On climate change, Santorum accused both Romney and Newt Gingrich of flipping on the issue only after jumping into the 2012 campaign.

"When the climate changed, they changed," Santorum added.

Santorum's loss in Illinois is unlikely to silence chatter within the Republican Party that he faces long odds in the hope of winning the 1,144 delegates needed to clinch the nomination.

After his speech, Santorum chalked up his loss in Illinois to Romney's sizable financial advantage, telling CNN he could not afford to match his rival's ad offensive on the state's expensive airwaves.

"When you get outspent 21-1 in Chicago, it's pretty tough," Santorum said to CNN. "I don't think he's going to be able to do 21-1 in many places," Santorum added.

Top Santorum strategist John Brabender said the results in Illinois are more telling about Romney's weaknesses.

"We'll be the first to concede, where there are high concentrations of moderate voters, he'll do very well," Brabender said, referring to Romney's strong turnout in the collar counties surrounding Chicago.

During his speech, Santorum was already looking ahead to Louisiana where he predicted he would do well.

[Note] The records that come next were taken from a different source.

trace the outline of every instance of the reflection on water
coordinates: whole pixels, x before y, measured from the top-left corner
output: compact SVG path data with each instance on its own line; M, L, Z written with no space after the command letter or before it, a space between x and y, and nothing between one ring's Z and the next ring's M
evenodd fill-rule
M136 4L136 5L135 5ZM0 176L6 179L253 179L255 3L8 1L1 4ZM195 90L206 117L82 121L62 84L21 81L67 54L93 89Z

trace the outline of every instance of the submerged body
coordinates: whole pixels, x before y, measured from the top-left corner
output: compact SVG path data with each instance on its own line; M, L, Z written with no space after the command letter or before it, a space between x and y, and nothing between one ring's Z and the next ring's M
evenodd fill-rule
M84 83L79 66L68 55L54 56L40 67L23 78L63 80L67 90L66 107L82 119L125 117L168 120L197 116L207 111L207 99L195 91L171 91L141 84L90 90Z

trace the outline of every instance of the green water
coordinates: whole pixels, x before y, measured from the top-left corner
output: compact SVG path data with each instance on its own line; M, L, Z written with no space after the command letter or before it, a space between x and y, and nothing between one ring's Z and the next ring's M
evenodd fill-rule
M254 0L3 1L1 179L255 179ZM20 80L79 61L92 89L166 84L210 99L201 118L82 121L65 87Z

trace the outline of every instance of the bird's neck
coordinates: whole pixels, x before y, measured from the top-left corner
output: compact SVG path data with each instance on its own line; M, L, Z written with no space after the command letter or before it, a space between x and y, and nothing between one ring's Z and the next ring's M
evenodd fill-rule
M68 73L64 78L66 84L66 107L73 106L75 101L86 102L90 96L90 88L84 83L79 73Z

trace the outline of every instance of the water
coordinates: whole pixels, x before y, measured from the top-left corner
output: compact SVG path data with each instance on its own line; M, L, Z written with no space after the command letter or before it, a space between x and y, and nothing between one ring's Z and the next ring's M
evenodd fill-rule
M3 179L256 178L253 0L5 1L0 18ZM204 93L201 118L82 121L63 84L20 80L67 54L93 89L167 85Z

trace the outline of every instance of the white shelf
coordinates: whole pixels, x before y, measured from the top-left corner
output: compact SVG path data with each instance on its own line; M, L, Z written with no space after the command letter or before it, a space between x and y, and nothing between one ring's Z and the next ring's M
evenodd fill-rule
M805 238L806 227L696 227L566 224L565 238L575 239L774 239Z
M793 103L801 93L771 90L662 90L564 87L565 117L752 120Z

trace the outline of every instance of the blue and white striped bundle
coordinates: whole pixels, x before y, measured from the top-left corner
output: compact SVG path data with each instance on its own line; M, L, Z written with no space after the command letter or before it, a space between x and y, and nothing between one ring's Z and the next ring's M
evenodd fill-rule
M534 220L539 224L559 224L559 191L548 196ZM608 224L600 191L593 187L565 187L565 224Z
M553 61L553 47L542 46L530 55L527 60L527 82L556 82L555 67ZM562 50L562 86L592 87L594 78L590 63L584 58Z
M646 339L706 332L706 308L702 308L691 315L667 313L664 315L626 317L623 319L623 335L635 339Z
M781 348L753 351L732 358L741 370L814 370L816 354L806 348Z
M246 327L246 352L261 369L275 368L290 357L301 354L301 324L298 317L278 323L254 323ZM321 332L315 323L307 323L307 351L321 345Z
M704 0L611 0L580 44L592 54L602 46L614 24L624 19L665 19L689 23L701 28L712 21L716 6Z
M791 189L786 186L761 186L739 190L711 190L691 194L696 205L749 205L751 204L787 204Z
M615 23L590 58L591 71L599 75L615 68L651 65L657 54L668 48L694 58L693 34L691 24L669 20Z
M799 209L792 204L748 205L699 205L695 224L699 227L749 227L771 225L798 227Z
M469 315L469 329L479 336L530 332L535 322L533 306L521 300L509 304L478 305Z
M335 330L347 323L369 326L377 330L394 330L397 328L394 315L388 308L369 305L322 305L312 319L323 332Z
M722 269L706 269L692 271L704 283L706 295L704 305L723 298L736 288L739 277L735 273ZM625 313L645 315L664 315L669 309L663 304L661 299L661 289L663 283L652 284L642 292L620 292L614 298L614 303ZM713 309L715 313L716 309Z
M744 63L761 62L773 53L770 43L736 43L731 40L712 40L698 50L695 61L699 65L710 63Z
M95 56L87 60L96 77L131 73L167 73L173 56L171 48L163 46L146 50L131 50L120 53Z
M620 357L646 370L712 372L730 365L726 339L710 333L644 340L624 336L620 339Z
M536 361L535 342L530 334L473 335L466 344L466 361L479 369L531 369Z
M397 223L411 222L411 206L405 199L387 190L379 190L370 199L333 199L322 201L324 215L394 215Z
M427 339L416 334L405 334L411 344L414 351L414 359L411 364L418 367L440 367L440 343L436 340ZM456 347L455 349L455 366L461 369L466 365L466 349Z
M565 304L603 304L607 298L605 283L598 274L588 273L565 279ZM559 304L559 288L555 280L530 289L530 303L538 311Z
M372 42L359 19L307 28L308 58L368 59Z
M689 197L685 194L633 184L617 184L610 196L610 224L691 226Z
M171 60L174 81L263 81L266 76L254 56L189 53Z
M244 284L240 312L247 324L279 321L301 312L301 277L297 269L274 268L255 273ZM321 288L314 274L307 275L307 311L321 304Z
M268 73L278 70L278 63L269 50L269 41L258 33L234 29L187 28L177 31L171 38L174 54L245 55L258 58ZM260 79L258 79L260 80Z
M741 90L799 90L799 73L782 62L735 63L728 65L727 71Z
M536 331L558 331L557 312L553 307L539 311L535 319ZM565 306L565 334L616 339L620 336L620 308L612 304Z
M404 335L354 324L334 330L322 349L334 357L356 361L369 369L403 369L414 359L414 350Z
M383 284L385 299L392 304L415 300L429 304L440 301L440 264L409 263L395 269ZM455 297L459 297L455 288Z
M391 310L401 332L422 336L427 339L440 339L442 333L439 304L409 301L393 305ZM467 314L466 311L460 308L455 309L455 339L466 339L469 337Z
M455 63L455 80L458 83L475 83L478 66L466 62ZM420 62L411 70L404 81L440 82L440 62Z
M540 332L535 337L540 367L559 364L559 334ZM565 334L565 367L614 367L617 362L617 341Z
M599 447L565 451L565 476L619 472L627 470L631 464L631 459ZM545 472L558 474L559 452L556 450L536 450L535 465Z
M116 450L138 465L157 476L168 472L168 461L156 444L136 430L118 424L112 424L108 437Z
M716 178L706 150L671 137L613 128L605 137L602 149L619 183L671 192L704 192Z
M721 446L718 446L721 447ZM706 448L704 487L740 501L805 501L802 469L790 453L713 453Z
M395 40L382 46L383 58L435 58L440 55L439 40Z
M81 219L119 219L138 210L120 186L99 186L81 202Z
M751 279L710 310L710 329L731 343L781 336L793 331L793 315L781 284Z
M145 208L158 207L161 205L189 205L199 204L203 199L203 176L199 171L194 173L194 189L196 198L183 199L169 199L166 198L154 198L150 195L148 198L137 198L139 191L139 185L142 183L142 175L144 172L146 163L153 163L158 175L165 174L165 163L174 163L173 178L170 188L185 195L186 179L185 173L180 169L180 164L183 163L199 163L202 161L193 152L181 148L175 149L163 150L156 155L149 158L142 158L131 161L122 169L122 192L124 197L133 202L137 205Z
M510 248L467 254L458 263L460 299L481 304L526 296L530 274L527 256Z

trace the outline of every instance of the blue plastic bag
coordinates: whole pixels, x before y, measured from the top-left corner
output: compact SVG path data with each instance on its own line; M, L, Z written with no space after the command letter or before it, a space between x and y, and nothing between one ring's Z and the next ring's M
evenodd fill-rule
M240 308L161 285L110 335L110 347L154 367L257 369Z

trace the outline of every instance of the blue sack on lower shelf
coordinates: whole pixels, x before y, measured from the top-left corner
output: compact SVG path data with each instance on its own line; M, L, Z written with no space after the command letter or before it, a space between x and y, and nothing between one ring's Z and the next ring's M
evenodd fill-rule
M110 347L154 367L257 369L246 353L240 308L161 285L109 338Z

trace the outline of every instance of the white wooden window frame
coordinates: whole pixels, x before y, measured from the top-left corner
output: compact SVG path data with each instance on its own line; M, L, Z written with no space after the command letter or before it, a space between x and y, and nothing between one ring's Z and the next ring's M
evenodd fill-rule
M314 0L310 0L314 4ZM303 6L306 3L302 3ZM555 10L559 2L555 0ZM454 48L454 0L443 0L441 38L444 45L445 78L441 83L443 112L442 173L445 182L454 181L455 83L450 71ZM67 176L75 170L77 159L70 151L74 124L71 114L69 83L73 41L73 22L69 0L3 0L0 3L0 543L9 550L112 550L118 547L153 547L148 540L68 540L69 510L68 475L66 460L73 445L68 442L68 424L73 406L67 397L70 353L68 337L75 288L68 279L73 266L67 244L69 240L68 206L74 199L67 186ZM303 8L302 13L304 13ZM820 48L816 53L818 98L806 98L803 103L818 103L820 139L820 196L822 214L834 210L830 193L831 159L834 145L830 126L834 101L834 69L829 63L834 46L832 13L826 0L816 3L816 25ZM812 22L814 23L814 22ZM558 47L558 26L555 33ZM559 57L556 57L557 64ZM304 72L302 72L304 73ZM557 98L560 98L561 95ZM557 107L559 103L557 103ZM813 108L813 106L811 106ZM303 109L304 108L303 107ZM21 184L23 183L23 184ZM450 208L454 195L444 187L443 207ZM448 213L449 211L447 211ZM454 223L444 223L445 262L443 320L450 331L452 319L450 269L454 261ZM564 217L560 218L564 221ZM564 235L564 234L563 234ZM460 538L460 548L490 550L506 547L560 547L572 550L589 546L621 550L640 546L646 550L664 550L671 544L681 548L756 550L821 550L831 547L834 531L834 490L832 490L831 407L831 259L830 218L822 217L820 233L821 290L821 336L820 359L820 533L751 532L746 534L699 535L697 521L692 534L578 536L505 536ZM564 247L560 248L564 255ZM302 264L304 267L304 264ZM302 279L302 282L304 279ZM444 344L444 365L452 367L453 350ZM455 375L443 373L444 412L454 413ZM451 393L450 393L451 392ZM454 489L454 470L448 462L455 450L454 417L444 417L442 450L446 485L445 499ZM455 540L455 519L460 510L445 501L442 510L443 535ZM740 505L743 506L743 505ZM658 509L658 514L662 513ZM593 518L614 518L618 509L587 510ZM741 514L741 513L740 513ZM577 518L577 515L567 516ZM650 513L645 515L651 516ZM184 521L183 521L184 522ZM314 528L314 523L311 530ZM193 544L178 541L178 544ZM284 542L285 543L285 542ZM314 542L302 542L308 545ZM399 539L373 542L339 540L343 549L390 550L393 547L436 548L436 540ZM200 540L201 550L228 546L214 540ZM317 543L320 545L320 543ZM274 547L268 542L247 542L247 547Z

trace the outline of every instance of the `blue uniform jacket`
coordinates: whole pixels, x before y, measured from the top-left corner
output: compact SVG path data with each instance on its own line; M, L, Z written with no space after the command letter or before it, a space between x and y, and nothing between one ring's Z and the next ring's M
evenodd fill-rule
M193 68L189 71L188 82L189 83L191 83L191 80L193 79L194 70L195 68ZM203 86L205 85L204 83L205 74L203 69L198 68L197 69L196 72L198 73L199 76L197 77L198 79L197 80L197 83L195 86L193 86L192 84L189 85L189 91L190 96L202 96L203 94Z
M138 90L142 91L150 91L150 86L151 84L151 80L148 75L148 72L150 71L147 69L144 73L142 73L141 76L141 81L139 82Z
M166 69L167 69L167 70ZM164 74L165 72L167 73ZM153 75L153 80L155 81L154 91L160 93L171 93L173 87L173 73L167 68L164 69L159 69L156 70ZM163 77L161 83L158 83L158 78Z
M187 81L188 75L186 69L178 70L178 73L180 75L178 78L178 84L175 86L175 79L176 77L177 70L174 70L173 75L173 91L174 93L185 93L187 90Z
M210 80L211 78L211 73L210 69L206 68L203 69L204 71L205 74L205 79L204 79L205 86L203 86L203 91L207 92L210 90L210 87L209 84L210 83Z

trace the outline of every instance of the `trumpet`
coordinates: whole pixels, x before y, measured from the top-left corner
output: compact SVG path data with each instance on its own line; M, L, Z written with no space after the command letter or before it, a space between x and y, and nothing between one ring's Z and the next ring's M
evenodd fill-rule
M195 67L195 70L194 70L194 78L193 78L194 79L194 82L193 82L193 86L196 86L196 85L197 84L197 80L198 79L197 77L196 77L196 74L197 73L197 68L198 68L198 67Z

A large margin of victory in Louisiana could help to offset Santorum's losses in Illinois.

"Five days to a big win and a big delegate surge," Santorum told the crowd. "I ask each and every one of you to join us, to saddle up."

The math, however, is still not on his side. Estimates from CNN and other news organizations show Santorum has won fewer than half of the delegates earned by Romney. Santorum aides dispute those figures and argue the delegate race is much closer.

Earlier in the day, Santorum's delegate strategist disclosed on a conference call the campaign has had discussions with the candidate's assigned "super-delegates" about the prospect of a contested GOP convention later this summer in Tampa.

"We are talking to them about what the strategy at the national convention will be," Santorum delegate strategist John Yob said on the conference call.

Working the rope line following his speech, Santorum told CNN he still sees a path to the nomination. "Absolutely, absolutely. Long way to go."